Computational information geometry for binary classification of high-dimensional random tensors

Abstract

Evaluating the performance of Bayesian classification in a high-dimensional random tensor is a fundamental problem, usually difficult and under-studied. In this work, we consider two Signal to Noise Ratio (SNR)-based binary classification problems of interest. Under the alternative hypothesis, i.e., for a non-zero SNR, the observed signals are either a noisy rank-R tensor admitting a Q-order Canonical Polyadic Decomposition (CPD) with large factors of size Nq ×R, i.e., for 1 ≤ q ≤ Q, where R, Nq → ∞with R1/q/Nq converge towards a finite constant or a noisy tensor admitting TucKer Decomposition (TKD) of multilinear (M1, . . ., MQ)-rank with large factors of size Nq × Mq, i.e., for 1 ≤ q ≤ Q, where Nq, Mq → ∞ with Mq/Nq converge towards a finite constant. The classification of the random entries (coefficients) of the core tensor in the CPD/TKD is hard to study since the exact derivation of the minimal Bayes' error probability is mathematically intractable. To circumvent this difficulty, the Chernoff Upper Bound (CUB) for larger SNR and the Fisher information at low SNR are derived and studied, based on information geometry theory.
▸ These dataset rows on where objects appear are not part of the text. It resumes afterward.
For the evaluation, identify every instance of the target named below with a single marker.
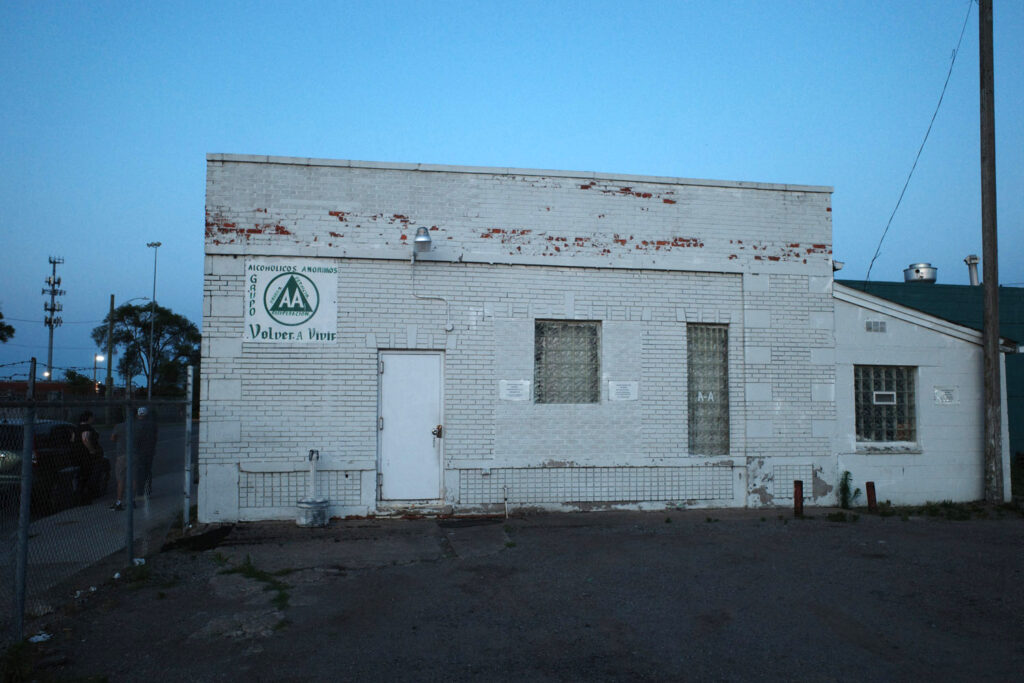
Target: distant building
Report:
(456, 339)
(965, 305)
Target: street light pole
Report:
(153, 314)
(96, 357)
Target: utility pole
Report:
(990, 265)
(153, 316)
(110, 361)
(52, 308)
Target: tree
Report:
(6, 331)
(175, 344)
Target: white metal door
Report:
(410, 426)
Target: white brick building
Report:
(582, 339)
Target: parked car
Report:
(56, 480)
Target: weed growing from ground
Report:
(847, 495)
(270, 583)
(842, 517)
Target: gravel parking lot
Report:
(678, 595)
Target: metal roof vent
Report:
(920, 272)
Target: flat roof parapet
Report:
(487, 170)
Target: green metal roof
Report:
(957, 303)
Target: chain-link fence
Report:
(81, 481)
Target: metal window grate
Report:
(580, 484)
(708, 387)
(566, 361)
(885, 403)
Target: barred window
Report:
(566, 361)
(885, 402)
(708, 386)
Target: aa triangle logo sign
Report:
(291, 300)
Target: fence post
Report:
(25, 509)
(129, 480)
(186, 501)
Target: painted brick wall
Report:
(947, 462)
(754, 257)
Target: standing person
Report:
(120, 465)
(145, 449)
(88, 456)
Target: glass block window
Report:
(884, 400)
(708, 386)
(566, 361)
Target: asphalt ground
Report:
(679, 595)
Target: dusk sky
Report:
(111, 108)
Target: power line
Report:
(927, 132)
(24, 319)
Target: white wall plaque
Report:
(624, 390)
(513, 389)
(291, 301)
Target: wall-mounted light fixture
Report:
(421, 243)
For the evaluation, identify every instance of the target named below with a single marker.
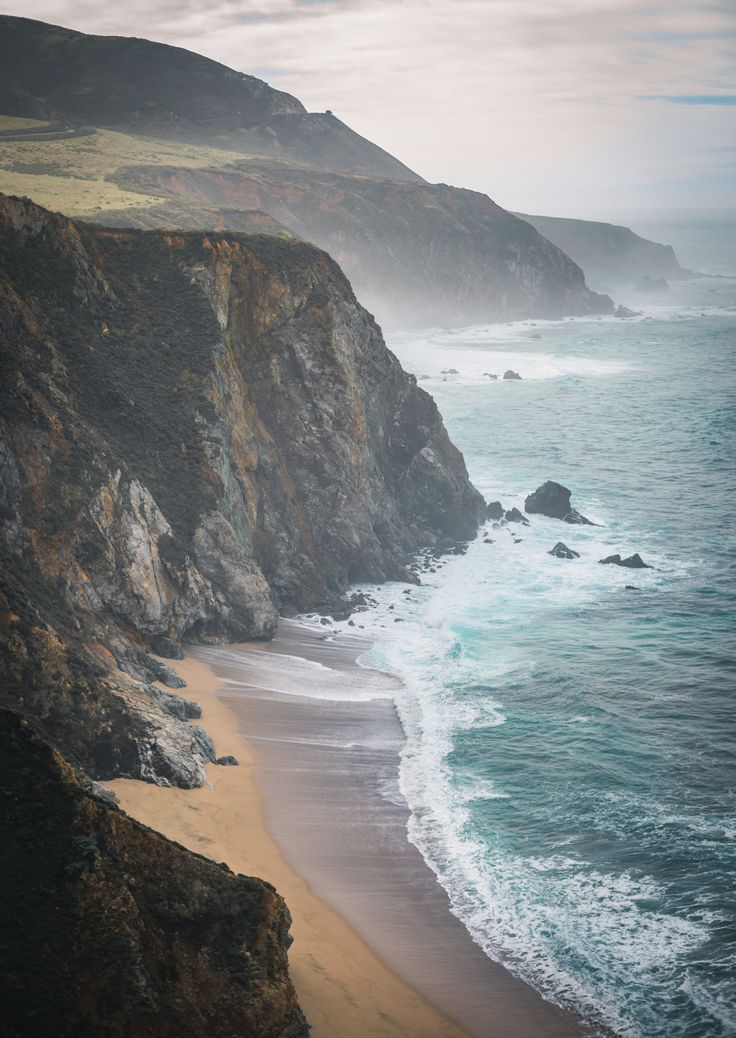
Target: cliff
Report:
(75, 80)
(109, 928)
(608, 254)
(417, 254)
(196, 432)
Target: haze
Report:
(584, 107)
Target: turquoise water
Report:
(571, 745)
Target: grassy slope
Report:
(71, 175)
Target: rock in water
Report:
(552, 499)
(562, 551)
(513, 515)
(110, 928)
(631, 563)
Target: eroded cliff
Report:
(109, 928)
(197, 431)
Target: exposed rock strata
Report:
(109, 928)
(196, 431)
(416, 253)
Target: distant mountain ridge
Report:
(417, 253)
(121, 82)
(608, 253)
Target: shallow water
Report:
(571, 747)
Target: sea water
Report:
(570, 761)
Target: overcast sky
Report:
(550, 106)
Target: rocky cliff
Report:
(108, 928)
(417, 254)
(609, 255)
(196, 432)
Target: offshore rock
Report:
(562, 551)
(632, 562)
(513, 515)
(196, 432)
(110, 928)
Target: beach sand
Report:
(376, 950)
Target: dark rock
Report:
(513, 515)
(562, 551)
(652, 284)
(174, 705)
(553, 500)
(632, 562)
(110, 928)
(167, 648)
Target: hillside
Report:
(197, 432)
(109, 928)
(72, 79)
(609, 255)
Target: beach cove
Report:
(376, 949)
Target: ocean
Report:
(570, 757)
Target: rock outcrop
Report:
(553, 500)
(196, 432)
(631, 562)
(562, 551)
(109, 928)
(608, 254)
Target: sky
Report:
(566, 107)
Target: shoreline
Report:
(377, 951)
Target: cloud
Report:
(538, 104)
(693, 99)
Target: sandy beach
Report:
(376, 950)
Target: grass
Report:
(18, 123)
(72, 175)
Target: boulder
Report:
(167, 648)
(562, 551)
(553, 500)
(494, 510)
(631, 563)
(513, 515)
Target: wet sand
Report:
(377, 950)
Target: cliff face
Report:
(196, 431)
(109, 928)
(417, 254)
(608, 254)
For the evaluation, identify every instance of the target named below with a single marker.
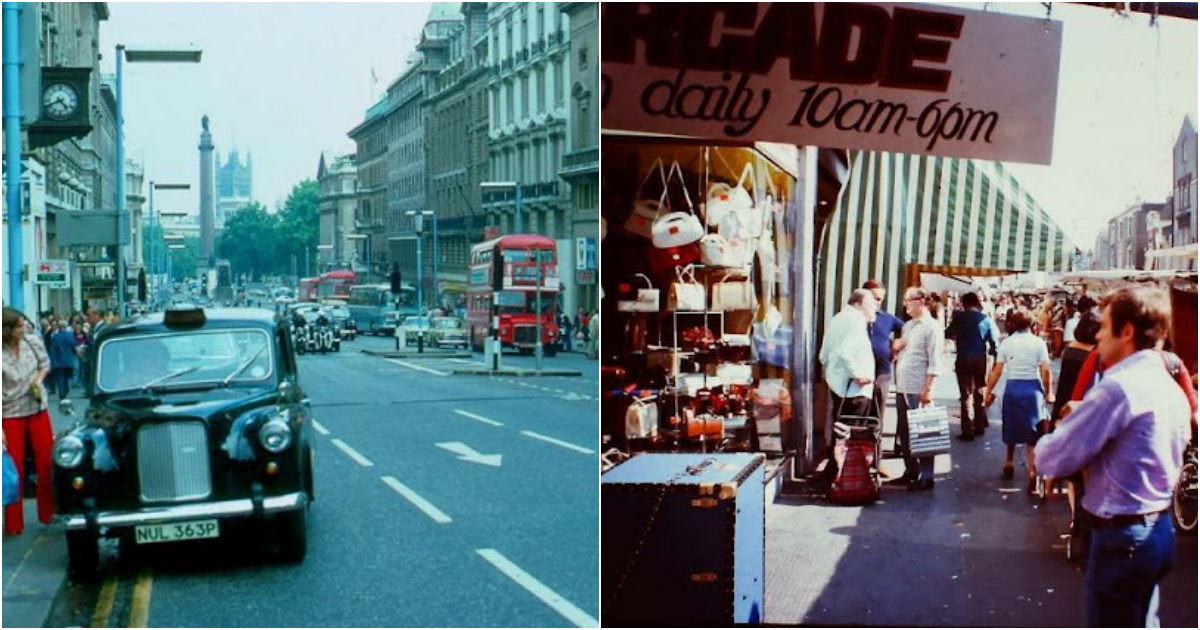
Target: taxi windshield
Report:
(173, 359)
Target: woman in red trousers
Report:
(25, 365)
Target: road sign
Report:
(53, 274)
(585, 253)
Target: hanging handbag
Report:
(685, 293)
(725, 201)
(646, 301)
(642, 419)
(678, 228)
(664, 262)
(646, 211)
(733, 295)
(735, 373)
(929, 431)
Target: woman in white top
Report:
(1026, 359)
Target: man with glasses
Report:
(917, 357)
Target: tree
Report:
(250, 241)
(300, 225)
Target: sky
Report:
(1123, 90)
(283, 82)
(288, 81)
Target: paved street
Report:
(442, 501)
(977, 551)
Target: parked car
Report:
(196, 423)
(448, 331)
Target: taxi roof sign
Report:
(184, 316)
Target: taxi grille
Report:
(525, 335)
(173, 461)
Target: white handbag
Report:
(687, 294)
(642, 419)
(725, 201)
(641, 220)
(689, 383)
(735, 373)
(733, 295)
(678, 228)
(647, 300)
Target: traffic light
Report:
(395, 279)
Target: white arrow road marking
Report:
(479, 418)
(418, 501)
(467, 454)
(354, 455)
(421, 367)
(569, 611)
(557, 442)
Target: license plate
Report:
(173, 532)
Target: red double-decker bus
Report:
(508, 275)
(336, 285)
(306, 291)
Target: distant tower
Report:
(205, 259)
(234, 186)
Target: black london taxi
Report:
(196, 423)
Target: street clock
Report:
(60, 101)
(65, 106)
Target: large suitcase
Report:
(683, 540)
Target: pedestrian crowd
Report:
(1115, 427)
(40, 360)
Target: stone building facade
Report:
(579, 268)
(337, 178)
(456, 141)
(528, 84)
(78, 173)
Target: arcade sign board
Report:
(886, 77)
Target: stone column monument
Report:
(207, 258)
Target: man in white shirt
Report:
(847, 357)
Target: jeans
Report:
(971, 373)
(917, 468)
(1123, 570)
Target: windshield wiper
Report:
(243, 366)
(169, 377)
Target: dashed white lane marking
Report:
(354, 455)
(418, 501)
(557, 442)
(481, 419)
(569, 611)
(421, 367)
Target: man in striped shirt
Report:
(918, 348)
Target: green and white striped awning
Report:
(899, 210)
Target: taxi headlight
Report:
(69, 451)
(275, 436)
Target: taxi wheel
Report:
(83, 555)
(294, 534)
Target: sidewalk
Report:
(35, 563)
(976, 551)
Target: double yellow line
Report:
(139, 607)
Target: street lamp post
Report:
(157, 255)
(191, 55)
(419, 221)
(516, 187)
The tightest CUB is reached for the value minimizing the error exponent, denoted by s*. In general, due to the asymmetry of the s-divergence, the Bhattacharyya Upper Bound (BUB) (that is, the Chernoff Information calculated at s* = 1/2) cannot solve this problem effectively. As a consequence, we rely on a costly numerical optimization strategy to find s*. However, thanks to powerful random matrix theory tools, a simple analytical expression of s* is provided with respect to the Signal to Noise Ratio (SNR) in the two schemes considered. This work shows that the BUB is the tightest bound at low SNRs. However, for higher SNRs, the latest property is no longer true.